Researchers consider whether supernovae killed off large ocean animals at dawn of Pleistocene
Muons showering Earth may have spelled curtains for Megalodon, a school-bus-sized shark, 2.6 million years ago. Credit: Wikimedia Commons.

About 2.6 million years ago, an oddly bright light arrived in the prehistoric sky and lingered there for weeks or months. It was a supernova some 150 light years away from Earth. Within a few hundred years, long after the strange light in the sky had dwindled, a tsunami of cosmic energy from that same shattering star explosion could have reached our planet and pummeled the atmosphere, touching off climate change and triggering mass extinctions of large ocean animals, including a shark species that was the size of a school bus.

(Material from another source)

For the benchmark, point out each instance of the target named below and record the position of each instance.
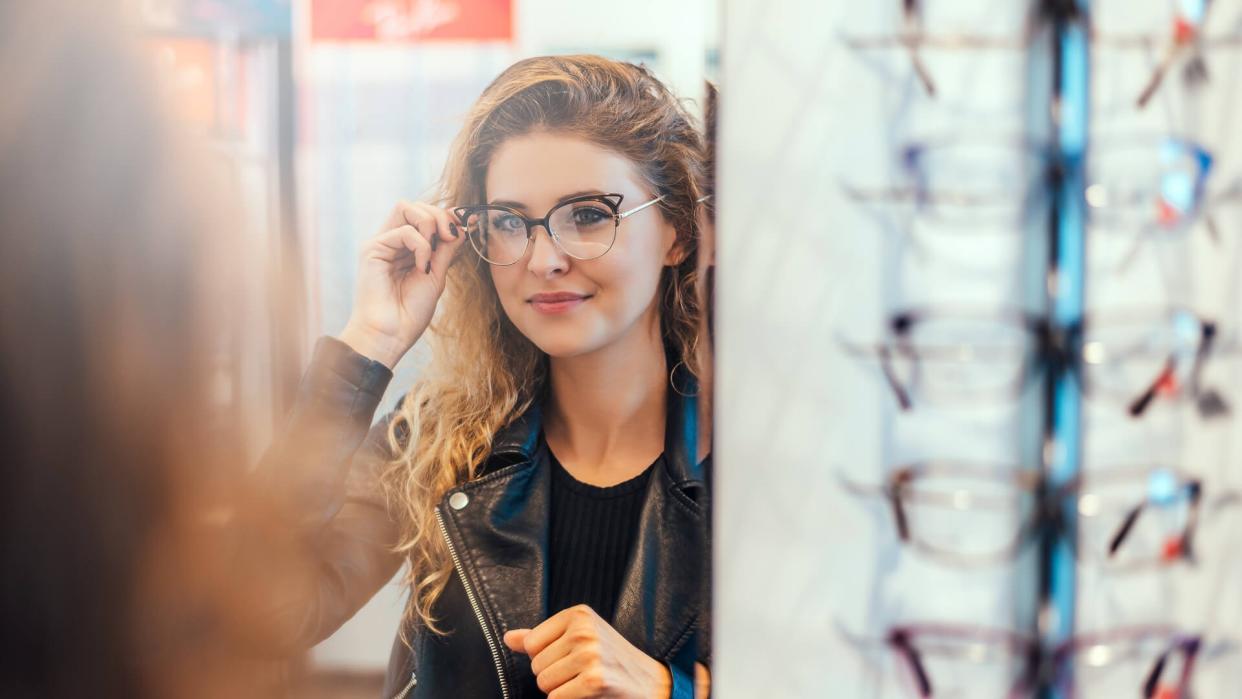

The effects of such a supernova—and possibly more than one—on large ocean life are detailed in a paper just published in Astrobiology.

"I've been doing research like this for about 15 years, and always in the past it's been based on what we know generally about the universe—that these supernovae should have affected Earth at some time or another," said lead author Adrian Melott, professor emeritus of physics & astronomy at the University of Kansas. "This time, it's different. We have evidence of nearby events at a specific time. We know about how far away they were, so we can actually compute how that would have affected the Earth and compare it to what we know about what happened at that time—it's much more specific."